Kör değillerse görsünler…

Bu gün 4 Mart. Güzel bir gündü. Baharın artık ayak sesinin duyulmaya başlandığı, güzel güneşli bir gündü. Şiirin belki denizle, dağla ağacın yeşiliyle buluştuğu, kimi zaman öfkemizi, acılarımızı dile getirdiği bir sessizlikti bir yanımız.

Bu gün, o büyük ozan Hasan Hüseyin Korkmazgil’in doğum günüydü…

“İyi ki doğdun Hasan Hüseyin” dediğinizi duyar gibiyim.

Evet, bir kez daha hep birlikte yüksek sesle seslenelim. “İyi ki doğdun Hasan Hüseyin…”

Kısa çöp uzun çöpten henüz hakkını almadı üstat… Üstelik alacak da bir hayli çoğaldı. Bazen “gayri dayanacak gücümüz kalmadı” diyecek gibi oluyoruz. Hemen vazgeçip “gayri yeter” deyip ellerimizle ıslak kaldırımlara basıp doğrulmaya çalışıyoruz, hep yapmaya çalıştığımız gibi.

Ne zaman doğruluruz. Ne zaman iki ayak üzerinde durmayı beceririz bilmiyorum, ama bu uğraştan vazgeçmiş değiliz.

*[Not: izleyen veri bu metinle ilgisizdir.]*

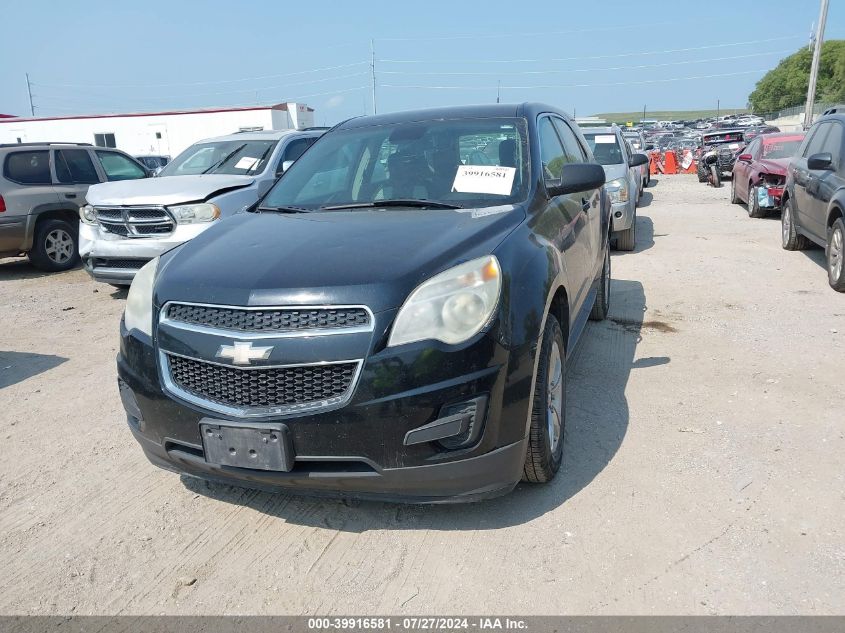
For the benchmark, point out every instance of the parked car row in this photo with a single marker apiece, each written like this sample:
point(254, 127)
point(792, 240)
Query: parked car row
point(802, 177)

Eskiden yoksulluğun, sosyalizm mücadelesi için iyi bir veri oluşturduğunu düşünürdük. İşsizlik, yokluk yoksulluk, sosyalist mücadele için “objektif koşulların” oluşması olarak değerlendirilirdi. Halk yoksullaştıkça sola daha yakın olur düşüncesi ne yazık ki bizzat hayat tarafından yalanlandı.

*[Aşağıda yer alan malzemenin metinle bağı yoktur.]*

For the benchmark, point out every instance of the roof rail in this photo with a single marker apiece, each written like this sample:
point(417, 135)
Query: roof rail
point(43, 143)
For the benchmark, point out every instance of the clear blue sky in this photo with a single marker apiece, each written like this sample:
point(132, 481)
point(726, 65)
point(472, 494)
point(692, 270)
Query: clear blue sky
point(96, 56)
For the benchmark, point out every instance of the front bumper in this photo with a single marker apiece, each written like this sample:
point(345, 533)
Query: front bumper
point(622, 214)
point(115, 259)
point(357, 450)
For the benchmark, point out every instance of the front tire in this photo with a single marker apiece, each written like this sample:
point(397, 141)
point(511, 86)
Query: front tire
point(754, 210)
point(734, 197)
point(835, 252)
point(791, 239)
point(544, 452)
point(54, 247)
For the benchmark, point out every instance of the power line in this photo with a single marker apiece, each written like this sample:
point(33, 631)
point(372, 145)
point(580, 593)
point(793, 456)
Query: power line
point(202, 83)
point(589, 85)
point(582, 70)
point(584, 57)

Yoksulluğun bir noktadan sonra insanı mistisizme yakınlaştırdığını, elini eteğini dünyadan çektirdiğini göremedik. Halkımız yoksullaştıkça dindarlaştı. Cenneti bu dünyada aramak yerine, yalan cennetlere bel bağlamaya başladı. Toplumsal hayatın bu kadar dindarlaşmasını salt bir takım dindarların ve misyonerlerin dini propagandasına bağlamak bence pek doğru gözükmüyor. Yokların, yoksulluğun bundaki payı büyük.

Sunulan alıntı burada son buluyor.